Yeterince içtiğimize ikna olana dek içtik. Çıkıp 1 euro'ya şaşırtıcı büyüklükte pizzalar yedikten sonra sallana sallana hostele döndük.

17 Eylül 2011 Cumartesi

Güncellemeler 20: It's always better on holiday

https://blogger.googleusercontent.com/img/b/R29vZ2xl/AVvXsEhf2SjDDnJNkxJwjuAU45byFH6eFoMDfRT0GOX65TBfI8XoqVkQHJJTYK7hjX_E1087jXZbDGVDGB1eUmmlNKjP-869A4KBwS23qFEnAW4WyCjs6niTaNLXGZx4baEzFqUk-dGjnTUoKWY/s1600/Holiday-September-1952.jpg

***Güncelleme yazıları can simidim. Blogdan koptuğumda, konu sıkıntısı çektiğimde kesinlikle imdadıma yetişiyorlar. Beni tekrar yazma konusunda motive ediyorlar.

***Kendimle ilgili yazıyorum burada. Kendimi anlatıyorum. Genellikle hayatımdaki dramalar arttığında yazılarım da artıyor. O yüzden az yazdığım zamanlar, ya hayatımdan memnun olduğum, ya da yazamayacak kadar hızlı ilerleyen boşluk periyodlarına denk geliyorlar. Blogu boşladığım bu bir iki ay da o boşluk periyoduna denk geldi.

***Boşluk? Boşluk, yoğun olarak çalıştığım, duygusal anlamda bir gelişme olmadığı gibi anlamsız etkileşimlerin yaşandığı zamanlar... Yanlış anlaşılmak istemem, hayatıma bir anlığına bile olsa giren her insana saygım var, ancak yaşanan her şeyin bir iz bıraktığını söyleyemem.
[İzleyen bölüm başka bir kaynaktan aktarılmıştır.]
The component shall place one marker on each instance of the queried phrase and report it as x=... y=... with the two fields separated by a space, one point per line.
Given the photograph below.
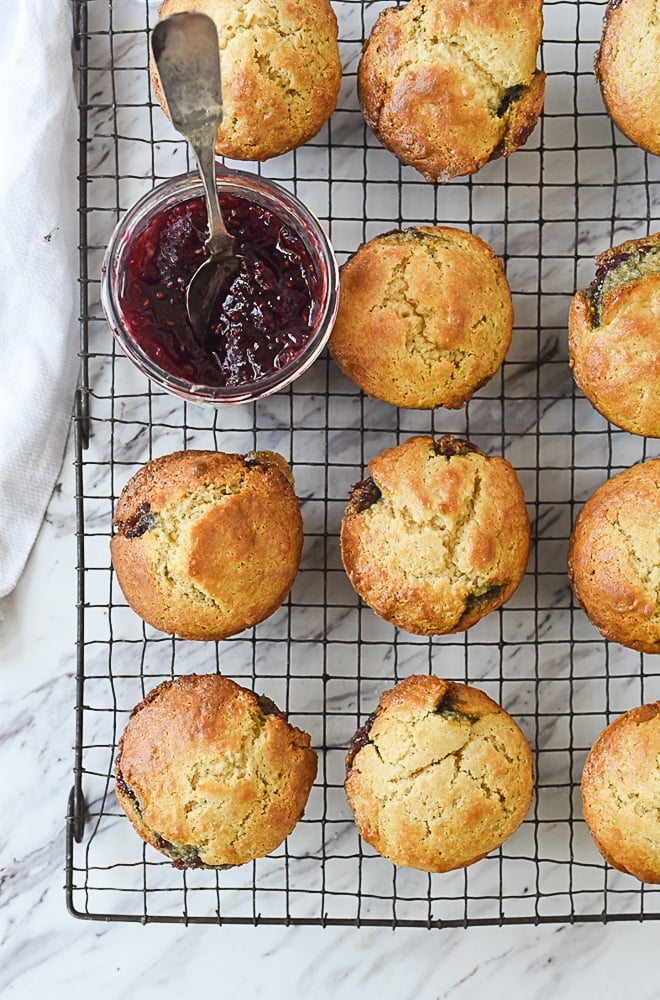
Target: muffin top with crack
x=621 y=793
x=207 y=543
x=211 y=774
x=437 y=536
x=425 y=317
x=614 y=336
x=628 y=70
x=447 y=85
x=280 y=69
x=614 y=557
x=439 y=776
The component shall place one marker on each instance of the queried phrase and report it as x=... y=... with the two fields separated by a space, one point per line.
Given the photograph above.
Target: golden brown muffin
x=425 y=317
x=447 y=85
x=280 y=68
x=614 y=336
x=621 y=793
x=211 y=774
x=627 y=67
x=207 y=544
x=614 y=558
x=437 y=535
x=439 y=776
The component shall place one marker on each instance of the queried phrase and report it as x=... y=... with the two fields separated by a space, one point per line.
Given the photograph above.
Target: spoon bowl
x=186 y=52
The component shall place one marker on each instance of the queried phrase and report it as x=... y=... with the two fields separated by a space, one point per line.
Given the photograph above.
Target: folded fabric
x=38 y=266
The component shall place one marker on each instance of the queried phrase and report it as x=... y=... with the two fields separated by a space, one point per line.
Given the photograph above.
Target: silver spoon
x=185 y=50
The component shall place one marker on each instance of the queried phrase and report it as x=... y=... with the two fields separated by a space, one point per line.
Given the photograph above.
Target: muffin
x=280 y=68
x=628 y=70
x=614 y=336
x=439 y=776
x=621 y=793
x=425 y=317
x=448 y=86
x=211 y=774
x=614 y=558
x=207 y=544
x=437 y=536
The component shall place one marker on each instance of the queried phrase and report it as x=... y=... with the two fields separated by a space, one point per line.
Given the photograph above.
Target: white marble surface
x=576 y=188
x=45 y=952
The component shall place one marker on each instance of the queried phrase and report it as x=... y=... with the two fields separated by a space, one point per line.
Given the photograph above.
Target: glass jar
x=159 y=350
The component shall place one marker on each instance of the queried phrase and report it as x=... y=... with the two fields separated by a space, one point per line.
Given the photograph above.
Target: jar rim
x=253 y=187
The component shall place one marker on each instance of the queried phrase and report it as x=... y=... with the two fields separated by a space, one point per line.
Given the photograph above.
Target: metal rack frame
x=575 y=188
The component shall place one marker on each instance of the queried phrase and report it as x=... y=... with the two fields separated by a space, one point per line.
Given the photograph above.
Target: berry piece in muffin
x=425 y=317
x=439 y=776
x=614 y=336
x=280 y=67
x=621 y=793
x=437 y=536
x=207 y=544
x=211 y=774
x=447 y=85
x=614 y=558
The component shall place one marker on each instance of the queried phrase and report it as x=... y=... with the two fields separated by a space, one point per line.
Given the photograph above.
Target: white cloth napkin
x=38 y=266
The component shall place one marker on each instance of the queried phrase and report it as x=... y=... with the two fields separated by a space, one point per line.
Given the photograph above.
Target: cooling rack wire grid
x=577 y=187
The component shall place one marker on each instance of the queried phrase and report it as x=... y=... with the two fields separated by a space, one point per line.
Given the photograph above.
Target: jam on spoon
x=263 y=316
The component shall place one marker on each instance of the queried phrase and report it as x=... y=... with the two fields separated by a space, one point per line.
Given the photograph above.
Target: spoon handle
x=186 y=52
x=219 y=241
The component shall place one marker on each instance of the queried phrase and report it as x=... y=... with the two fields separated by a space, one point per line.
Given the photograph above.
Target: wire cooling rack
x=576 y=188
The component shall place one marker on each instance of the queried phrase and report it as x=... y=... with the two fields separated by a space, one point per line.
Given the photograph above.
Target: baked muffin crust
x=425 y=317
x=628 y=70
x=621 y=793
x=437 y=536
x=447 y=86
x=614 y=336
x=280 y=69
x=211 y=774
x=614 y=558
x=439 y=776
x=207 y=544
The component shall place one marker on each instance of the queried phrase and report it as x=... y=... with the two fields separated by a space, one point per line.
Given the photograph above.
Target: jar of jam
x=273 y=315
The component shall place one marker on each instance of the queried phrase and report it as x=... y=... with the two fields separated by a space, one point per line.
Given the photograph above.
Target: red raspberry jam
x=264 y=315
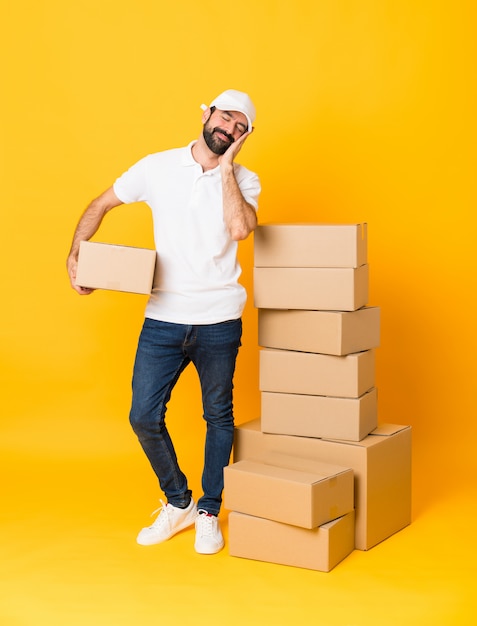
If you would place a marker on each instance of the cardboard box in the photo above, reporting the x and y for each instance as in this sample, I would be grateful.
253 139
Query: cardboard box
319 416
325 332
318 549
287 371
318 492
311 288
117 268
310 245
381 464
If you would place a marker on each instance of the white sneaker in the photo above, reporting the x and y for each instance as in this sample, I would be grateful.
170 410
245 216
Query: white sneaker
170 521
208 536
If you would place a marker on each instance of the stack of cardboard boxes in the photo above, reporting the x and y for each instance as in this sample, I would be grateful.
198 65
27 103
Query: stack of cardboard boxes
315 476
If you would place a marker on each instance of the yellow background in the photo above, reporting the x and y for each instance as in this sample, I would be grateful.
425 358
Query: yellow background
366 112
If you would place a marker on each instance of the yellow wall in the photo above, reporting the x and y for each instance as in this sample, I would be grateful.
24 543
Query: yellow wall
366 112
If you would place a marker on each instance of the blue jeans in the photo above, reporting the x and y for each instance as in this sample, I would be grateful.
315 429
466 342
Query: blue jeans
163 352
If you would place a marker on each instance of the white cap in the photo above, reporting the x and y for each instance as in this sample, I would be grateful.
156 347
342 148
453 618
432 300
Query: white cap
232 100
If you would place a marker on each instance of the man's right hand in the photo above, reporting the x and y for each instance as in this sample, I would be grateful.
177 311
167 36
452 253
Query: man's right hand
72 266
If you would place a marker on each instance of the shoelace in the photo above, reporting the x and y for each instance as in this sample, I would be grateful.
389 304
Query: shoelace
163 516
206 523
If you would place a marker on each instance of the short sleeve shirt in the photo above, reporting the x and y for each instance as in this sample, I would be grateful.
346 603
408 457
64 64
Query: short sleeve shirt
197 271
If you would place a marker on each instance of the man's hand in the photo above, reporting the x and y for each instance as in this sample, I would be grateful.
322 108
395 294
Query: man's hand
72 266
228 158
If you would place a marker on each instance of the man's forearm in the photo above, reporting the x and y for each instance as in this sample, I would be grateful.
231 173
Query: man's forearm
240 216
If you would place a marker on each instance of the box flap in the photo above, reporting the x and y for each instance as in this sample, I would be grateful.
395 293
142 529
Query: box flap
386 430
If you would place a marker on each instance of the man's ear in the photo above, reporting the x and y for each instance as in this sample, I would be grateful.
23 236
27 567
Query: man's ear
206 114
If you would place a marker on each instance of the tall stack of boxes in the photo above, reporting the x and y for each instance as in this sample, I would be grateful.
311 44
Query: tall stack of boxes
317 445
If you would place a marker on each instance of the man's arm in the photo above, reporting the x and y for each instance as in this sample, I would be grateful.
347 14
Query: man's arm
240 216
87 226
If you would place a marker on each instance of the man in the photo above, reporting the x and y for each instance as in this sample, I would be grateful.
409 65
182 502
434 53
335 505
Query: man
202 203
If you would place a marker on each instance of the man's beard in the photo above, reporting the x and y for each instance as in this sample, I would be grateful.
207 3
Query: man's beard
216 144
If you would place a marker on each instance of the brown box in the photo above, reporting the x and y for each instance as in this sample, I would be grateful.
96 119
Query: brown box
382 469
318 549
319 416
310 245
325 332
311 288
117 268
317 374
318 492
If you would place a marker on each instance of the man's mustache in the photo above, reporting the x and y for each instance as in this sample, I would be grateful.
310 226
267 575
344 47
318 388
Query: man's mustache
224 132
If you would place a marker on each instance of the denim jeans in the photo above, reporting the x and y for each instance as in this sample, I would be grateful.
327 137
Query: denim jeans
164 351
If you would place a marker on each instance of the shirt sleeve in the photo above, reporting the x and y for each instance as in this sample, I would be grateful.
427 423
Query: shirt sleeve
132 185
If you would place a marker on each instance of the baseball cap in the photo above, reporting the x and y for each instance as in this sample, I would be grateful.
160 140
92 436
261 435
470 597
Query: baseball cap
233 100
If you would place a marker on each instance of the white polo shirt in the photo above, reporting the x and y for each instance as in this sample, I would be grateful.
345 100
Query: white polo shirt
197 271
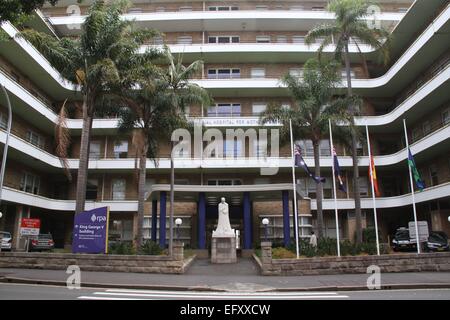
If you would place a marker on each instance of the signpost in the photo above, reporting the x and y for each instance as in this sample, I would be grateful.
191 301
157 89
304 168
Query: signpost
90 231
29 228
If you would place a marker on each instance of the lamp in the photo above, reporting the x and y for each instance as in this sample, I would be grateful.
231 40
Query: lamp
265 223
178 223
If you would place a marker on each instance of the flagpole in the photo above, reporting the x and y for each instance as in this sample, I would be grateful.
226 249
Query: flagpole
373 191
294 185
412 188
334 191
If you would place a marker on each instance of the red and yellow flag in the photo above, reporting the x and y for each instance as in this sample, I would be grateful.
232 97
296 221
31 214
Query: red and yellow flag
374 179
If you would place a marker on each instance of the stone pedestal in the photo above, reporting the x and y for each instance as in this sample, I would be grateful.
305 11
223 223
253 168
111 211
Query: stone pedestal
223 249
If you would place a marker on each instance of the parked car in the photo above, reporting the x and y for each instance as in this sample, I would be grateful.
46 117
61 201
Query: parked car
402 241
6 240
41 242
437 241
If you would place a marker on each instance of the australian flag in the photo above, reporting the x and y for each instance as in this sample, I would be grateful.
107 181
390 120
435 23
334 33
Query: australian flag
299 162
337 172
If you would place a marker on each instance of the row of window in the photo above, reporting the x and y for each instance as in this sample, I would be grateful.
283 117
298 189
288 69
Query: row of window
235 73
235 8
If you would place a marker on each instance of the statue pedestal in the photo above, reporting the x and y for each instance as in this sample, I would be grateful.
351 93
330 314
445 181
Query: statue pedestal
223 249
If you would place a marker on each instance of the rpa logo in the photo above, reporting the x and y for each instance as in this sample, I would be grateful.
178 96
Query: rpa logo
94 218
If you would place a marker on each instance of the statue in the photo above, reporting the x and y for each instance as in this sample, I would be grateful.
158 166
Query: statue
223 225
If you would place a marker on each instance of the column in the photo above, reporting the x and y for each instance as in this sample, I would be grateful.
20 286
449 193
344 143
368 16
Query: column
201 221
247 222
154 219
162 219
286 226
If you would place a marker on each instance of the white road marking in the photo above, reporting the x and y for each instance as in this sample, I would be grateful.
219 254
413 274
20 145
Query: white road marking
119 294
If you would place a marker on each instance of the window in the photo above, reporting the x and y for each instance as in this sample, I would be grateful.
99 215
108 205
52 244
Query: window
262 39
91 189
296 8
296 72
94 150
35 139
426 126
259 148
223 39
224 110
184 40
446 117
3 121
224 182
185 8
416 134
224 73
324 148
258 72
434 175
344 74
306 147
121 149
30 183
281 39
223 8
257 108
118 189
298 39
363 186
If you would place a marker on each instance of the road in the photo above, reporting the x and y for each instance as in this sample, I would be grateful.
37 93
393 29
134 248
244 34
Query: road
45 292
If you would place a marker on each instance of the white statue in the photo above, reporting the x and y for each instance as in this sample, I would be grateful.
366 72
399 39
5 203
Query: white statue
223 226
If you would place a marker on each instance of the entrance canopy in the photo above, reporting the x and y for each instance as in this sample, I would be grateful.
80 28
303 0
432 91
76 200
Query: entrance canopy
233 194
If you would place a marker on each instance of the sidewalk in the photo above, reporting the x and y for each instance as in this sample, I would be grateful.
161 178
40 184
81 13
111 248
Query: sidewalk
237 277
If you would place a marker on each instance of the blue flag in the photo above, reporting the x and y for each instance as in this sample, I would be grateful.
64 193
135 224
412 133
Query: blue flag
299 162
415 173
337 172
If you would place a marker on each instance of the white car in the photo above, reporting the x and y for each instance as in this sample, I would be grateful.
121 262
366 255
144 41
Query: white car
6 240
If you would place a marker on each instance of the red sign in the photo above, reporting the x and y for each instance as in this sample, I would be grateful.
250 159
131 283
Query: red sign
30 223
30 227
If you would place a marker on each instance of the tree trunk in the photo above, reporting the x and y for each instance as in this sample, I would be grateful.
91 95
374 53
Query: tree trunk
319 190
84 158
141 199
172 201
356 194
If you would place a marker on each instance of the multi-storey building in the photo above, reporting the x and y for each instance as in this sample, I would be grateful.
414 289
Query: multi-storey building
246 47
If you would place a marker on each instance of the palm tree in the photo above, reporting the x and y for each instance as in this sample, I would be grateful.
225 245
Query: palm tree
148 112
183 93
93 61
314 105
349 25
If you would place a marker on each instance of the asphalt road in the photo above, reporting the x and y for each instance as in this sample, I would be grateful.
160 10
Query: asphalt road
45 292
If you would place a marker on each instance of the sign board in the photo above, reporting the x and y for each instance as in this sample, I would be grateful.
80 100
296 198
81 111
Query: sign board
90 231
30 227
422 226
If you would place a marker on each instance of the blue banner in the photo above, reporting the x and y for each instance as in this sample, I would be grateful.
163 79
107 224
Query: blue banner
90 231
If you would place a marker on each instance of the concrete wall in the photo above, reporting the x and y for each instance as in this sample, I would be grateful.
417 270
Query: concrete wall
352 264
91 262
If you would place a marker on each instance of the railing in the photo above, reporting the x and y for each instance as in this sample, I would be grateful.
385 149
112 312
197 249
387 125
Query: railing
224 9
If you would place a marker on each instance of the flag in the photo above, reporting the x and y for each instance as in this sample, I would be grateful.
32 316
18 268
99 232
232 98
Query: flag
337 172
419 182
374 179
299 162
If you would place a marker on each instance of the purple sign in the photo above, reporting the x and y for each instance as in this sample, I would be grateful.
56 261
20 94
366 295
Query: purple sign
90 231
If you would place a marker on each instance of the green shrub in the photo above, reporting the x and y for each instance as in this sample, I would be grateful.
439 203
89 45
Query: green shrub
150 248
282 253
124 247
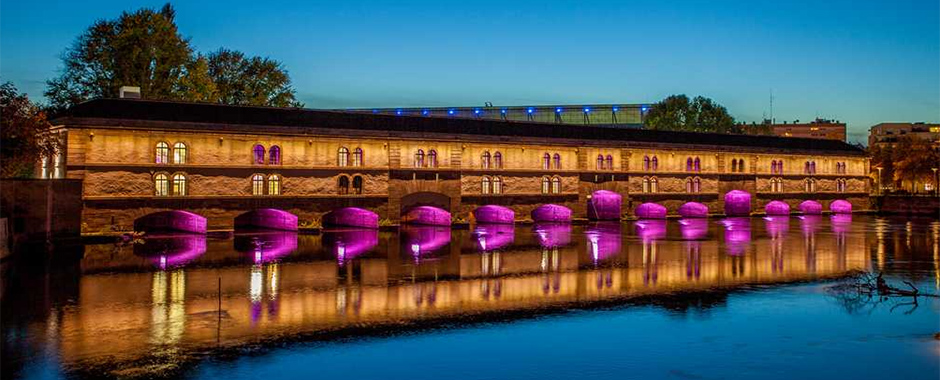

***Bu boşlukta 2 ay öncesinde yaşadığım yıpranmanın da payı var sanırım. İşin ilginç yanı bu deneyim. 10 yıldır kendi içimde büyüttüğüm ve bir çok defa kendini yaşadığım ilişkilerde ve kimi blog yazılarımda gösteren bir problemin de çözümü oldu. İki travmanın birbirini nötrlemesi ilginç bir deneyim. Burada bir kaç defa bahsettiğim, başarısız ilişkilerimde kendime bahane(ya da sebep) olarak gösterdiğim, kötü kalpli esmer kızı aylardır düşünmüyorum. Geçenlerde evlilik fotoğraflarını gördüğümde hiç bir şey hissetmemem, 1o yıldır aslında bir yabancıyı, tanımadığım bir insanı düşündüğümü gösterdi. Garip bir katharsis değil mi?

***Şimdi sanki artık sıfırdan başlıyor gibiyim. Asıl merak ettiğim şey, 10 yıl önce yaşadığım reddedilme sonrası hep güvenli oynamam, seçilmeyi seçmem, şimdi yeni girdiğimi düşündüğüm dönemde de devam edecek mi? Yoksa sıfırdan başlama ve arınma diye düşündüğüm şeyler başka bir illüzyon mu? Bunu yaşayarak görmekten başka bir yol yok.

***Çalışmayı hala sevmiyorum, ama işimi sevmeye başladım. Bunda artık daha fazla ameliyat yapmaya başlamamın etkisi büyük, bir de yaptığım işe daha iyi hakim olmak güzel. İhtisasın yarısından fazlasını bitirdim. 2 yıl nasıl geçti anlamak zor. Artık yarıyı geçtiğimize göre geçen her gün benim İzmir'den ayrılmamı yaklaştırıyor. Asistanlığın bitmesini ne kadar çok istiyorsam, bu şekirden gitmeyi de o kadar az istiyorum.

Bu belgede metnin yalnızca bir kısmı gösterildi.